All a user has to do is press and hold the side button below the digital crown and the SOS is activated. This will either cause your phone to dial 911 or your watch to via WiFi. Once activated, the watch will notify a user’s emergency contact with the 911 caller’s location. After that, the 911 caller’s medical ID will be displayed. This feature isn’t local to the US, and will be available globally using the correct emergency number based on location.
Finally, Apple has made the Apple Watch and watchOS work for those who wheel around in a wheelchair. There will be two activities specifically designed for those in wheelchairs.
Before going into new features, Apple made mention of the fact that there are 6,000 native apps for the new Apple TV and 1,300 video channels. Apple has redeveloped the iOS remote app with a bolstered emphasis on Siri. Siri will be able to search YouTube and tvOS also offers Live tune-in. Sling and Fox Sports are coming to Apple TV.
Apple will be adding dark mode to Apple TV and single sign on to the box. Rather than having to authenticate each app and/or channel, users will be able to use their Apple ID to gain access to each channel.
OS X er… macOS
According to the WWDC 16 keynote, OS X has been an Apple staple for the last 15 years. However, while that’s been all well and good, compared to the other Apple OS’s and their respective names, OS X doesn’t really fit into the grand scheme of things. So, instead of OS X, Apple has announced that going forward, the “most advanced desktop OS” will now be macOS. Apple’s newest macOS will be Sierra and comes with Siri. That’s right, desktop users will be able to use Siri and developers will now have access to Siri as well.

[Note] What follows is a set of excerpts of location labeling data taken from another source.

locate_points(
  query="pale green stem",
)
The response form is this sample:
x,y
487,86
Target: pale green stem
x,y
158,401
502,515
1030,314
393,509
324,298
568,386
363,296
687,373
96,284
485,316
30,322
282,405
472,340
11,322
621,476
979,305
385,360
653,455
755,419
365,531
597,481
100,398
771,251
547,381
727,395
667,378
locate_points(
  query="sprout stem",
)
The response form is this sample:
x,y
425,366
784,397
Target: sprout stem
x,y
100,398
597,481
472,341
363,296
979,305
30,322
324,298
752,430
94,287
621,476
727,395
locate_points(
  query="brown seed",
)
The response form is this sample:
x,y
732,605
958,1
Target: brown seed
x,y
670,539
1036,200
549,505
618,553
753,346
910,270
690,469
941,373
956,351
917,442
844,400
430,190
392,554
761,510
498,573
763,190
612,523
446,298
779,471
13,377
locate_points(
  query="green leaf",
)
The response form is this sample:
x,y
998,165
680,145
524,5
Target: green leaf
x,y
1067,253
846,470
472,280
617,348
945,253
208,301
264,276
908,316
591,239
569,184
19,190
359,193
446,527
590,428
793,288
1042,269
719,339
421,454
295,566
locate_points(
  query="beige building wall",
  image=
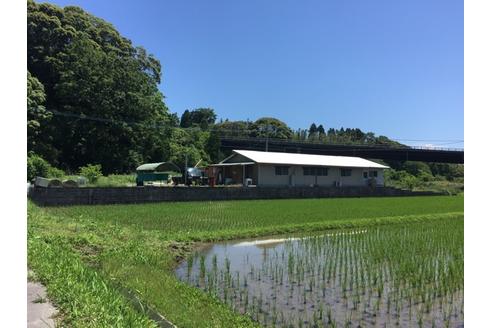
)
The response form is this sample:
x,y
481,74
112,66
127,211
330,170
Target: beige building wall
x,y
296,177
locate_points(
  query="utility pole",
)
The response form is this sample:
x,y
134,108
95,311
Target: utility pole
x,y
186,168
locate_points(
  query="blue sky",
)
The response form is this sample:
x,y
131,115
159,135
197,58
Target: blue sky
x,y
391,67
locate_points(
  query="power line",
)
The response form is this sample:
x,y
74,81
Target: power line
x,y
165,124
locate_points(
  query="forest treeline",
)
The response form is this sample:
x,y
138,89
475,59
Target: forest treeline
x,y
93,98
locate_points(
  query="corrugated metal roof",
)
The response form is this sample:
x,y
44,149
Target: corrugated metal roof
x,y
306,159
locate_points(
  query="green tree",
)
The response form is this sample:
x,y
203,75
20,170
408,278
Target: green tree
x,y
102,90
271,127
37,115
313,129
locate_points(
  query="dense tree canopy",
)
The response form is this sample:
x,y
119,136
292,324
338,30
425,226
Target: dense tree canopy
x,y
93,98
89,70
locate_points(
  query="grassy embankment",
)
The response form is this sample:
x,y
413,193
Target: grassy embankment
x,y
85,254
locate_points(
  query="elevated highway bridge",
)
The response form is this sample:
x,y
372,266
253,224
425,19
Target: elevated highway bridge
x,y
383,152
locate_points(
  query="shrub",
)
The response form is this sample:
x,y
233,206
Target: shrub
x,y
54,172
36,167
91,171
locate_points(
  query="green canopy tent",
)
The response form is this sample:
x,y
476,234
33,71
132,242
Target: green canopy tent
x,y
162,171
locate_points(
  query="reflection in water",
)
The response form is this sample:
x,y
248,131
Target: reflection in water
x,y
332,279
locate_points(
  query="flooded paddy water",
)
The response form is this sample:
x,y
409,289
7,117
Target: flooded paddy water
x,y
403,275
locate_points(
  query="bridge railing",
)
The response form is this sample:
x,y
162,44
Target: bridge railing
x,y
321,142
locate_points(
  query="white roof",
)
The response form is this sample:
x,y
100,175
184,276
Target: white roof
x,y
263,157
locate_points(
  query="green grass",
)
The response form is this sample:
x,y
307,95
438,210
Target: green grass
x,y
137,246
218,220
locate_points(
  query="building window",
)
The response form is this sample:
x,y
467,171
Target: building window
x,y
312,170
346,172
281,170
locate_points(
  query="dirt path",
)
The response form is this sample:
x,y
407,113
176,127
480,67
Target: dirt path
x,y
40,311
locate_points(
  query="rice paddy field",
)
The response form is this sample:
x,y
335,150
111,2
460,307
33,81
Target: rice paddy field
x,y
359,262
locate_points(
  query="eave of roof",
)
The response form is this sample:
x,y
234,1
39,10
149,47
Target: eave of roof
x,y
306,159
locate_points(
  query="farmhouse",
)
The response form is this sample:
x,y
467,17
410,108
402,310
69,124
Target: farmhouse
x,y
288,169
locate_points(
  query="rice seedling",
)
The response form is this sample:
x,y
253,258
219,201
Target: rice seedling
x,y
340,277
139,246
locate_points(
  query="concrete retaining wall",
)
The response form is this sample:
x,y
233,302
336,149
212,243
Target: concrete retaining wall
x,y
128,195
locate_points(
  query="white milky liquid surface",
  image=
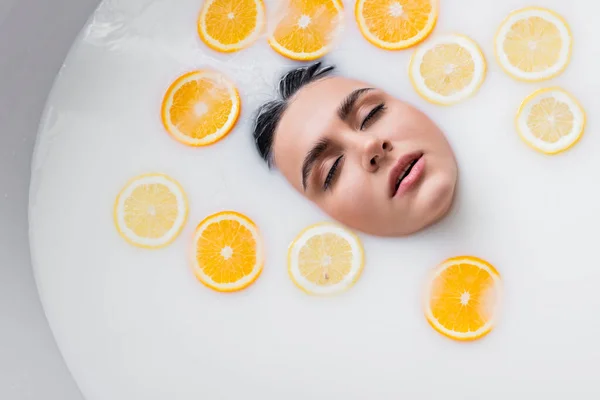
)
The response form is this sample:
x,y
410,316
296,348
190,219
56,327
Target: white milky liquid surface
x,y
136,324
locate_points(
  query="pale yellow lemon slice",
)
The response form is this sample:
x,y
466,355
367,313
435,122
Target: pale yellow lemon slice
x,y
550,120
228,252
462,298
306,29
200,108
533,44
447,69
151,210
231,25
396,24
325,259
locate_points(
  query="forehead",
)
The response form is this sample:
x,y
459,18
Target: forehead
x,y
310,115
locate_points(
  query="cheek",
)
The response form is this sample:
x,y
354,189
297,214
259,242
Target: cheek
x,y
353,201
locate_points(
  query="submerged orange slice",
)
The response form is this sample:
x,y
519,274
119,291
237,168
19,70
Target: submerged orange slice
x,y
200,108
151,211
306,29
228,253
533,44
325,259
550,120
231,25
462,298
396,24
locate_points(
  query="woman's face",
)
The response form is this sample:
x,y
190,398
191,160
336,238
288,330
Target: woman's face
x,y
369,160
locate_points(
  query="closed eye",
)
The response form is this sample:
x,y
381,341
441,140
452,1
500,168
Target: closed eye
x,y
332,174
372,115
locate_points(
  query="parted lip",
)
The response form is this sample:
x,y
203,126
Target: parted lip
x,y
399,168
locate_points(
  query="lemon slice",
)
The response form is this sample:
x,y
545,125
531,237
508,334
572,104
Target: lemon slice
x,y
533,44
550,120
462,298
228,252
306,29
151,211
231,25
200,108
447,69
396,24
325,259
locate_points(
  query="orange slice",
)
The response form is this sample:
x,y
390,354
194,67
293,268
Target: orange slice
x,y
462,298
228,253
200,108
325,259
533,44
306,29
550,120
396,24
231,25
151,211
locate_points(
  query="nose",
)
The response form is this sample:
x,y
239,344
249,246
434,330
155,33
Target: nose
x,y
374,152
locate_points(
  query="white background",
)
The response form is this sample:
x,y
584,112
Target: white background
x,y
135,324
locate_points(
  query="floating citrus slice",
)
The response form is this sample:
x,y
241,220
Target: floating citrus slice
x,y
200,108
462,298
151,211
306,29
533,44
396,24
231,25
550,120
447,69
325,259
228,253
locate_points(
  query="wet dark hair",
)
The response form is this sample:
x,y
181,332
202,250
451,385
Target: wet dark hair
x,y
269,114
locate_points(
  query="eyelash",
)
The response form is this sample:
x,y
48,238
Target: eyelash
x,y
372,114
332,173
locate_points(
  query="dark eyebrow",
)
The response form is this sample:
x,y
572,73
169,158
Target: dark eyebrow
x,y
311,158
349,102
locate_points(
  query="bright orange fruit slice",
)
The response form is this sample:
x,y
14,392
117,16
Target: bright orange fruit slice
x,y
462,298
228,252
396,24
200,108
231,25
306,29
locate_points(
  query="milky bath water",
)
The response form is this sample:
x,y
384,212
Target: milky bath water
x,y
136,324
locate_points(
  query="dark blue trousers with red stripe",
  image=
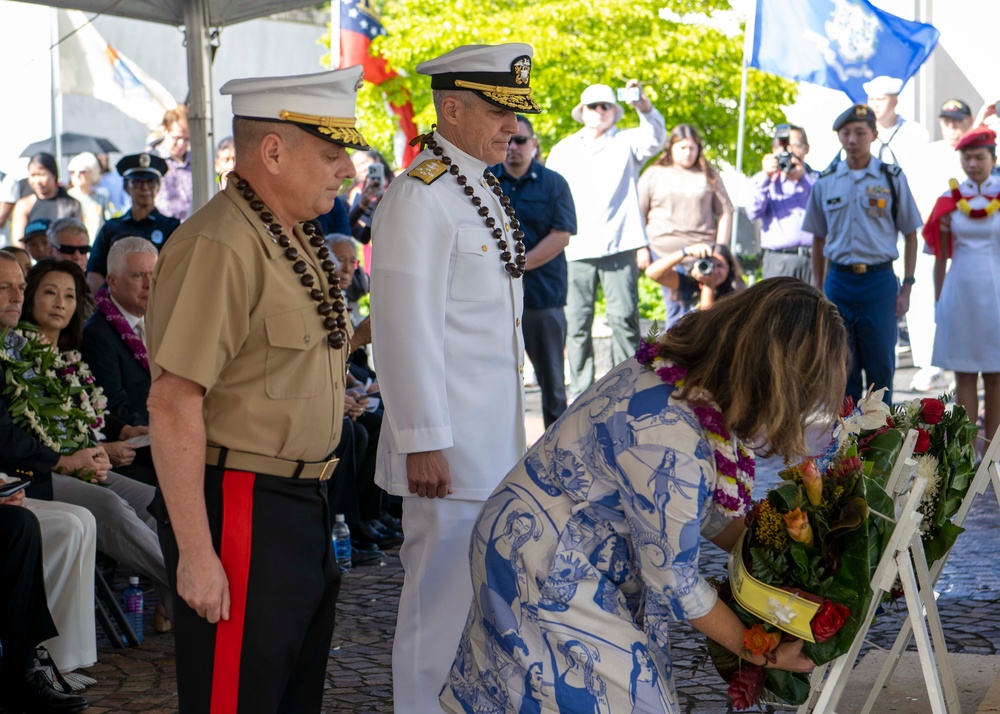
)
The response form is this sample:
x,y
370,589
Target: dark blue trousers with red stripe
x,y
273,537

Like Siri, iCloud Drive is now a part of the desktop experience. With over 10 billion documents in iCloud, Apple is really pushing its cloud services and older files will be backed up to the cloud. This will free up space for new files. Safari data and trash will be backed up as well.

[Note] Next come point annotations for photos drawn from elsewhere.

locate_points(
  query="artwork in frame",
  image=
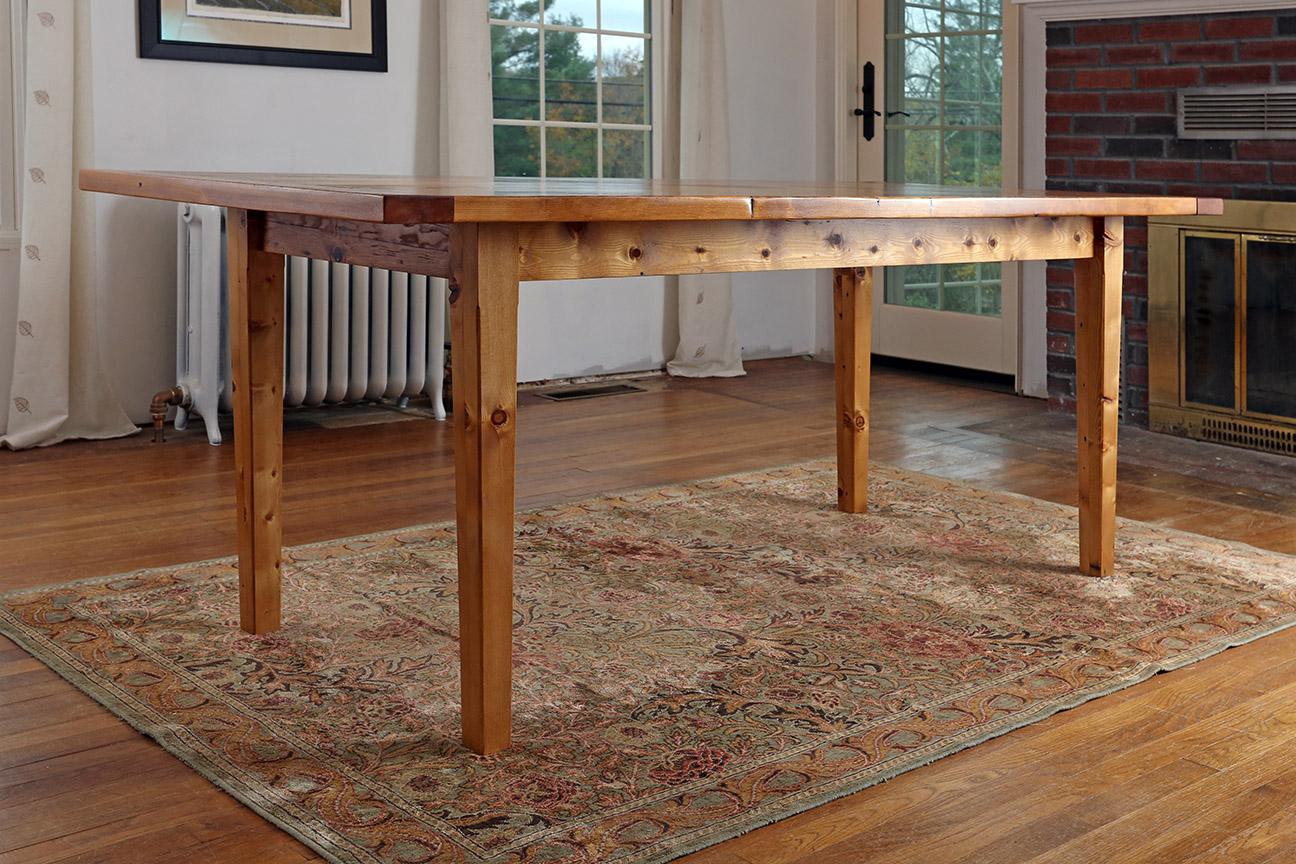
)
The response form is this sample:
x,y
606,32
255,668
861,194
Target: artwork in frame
x,y
327,34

Another macOS feature debuted at WWDC 16 was picture in picture for videos, allowing users to continue being productive while being able to move and watch video in another window.
With iOS 10, Apple pushed 10 big features with the newest mobile iOS. The first feature being a richer experience. Apple will offer a redesigned notification experience with raise-to-wake notifications and new cards with a richer experience. Each notification will be receiving 3D touch support and you’ll be able to clear each notification via 3D Touch.
Widgets will come to the lock screen and you’ll be able to access each of these new widgets via a swipe. Apple has added a new section in the Control Center for music. Apple is also boosting Siri for iOS, and QuickType will be getting Siri’s intelligence features and will allow for better predictions and learning.
Apple’s photos is taking a page out of Google’s playbook and will be adding memories (including collages and highlights), facial recognition, and automated movies. Maps has also been redesigned and extensions will bolster the experience. Apple Music will also be receiving a brand new design, and you’ll get lyrics in the now playing section of the service.
The phone app will be receiving a “possible spam” warning built-in. Of course, that’ll depend on whether or not carriers support the endeavor. iMessages is also getting a boost, with the app’s experience becoming stronger as videos will play inline and emojis will be three times bigger. Handwriting will show up directly in the transcript.
Developer previews are available now so developers will be able to access Apple’s newest OS flavors starting now. Public betas will debut in July, meaning the rest of us will have to wait patiently.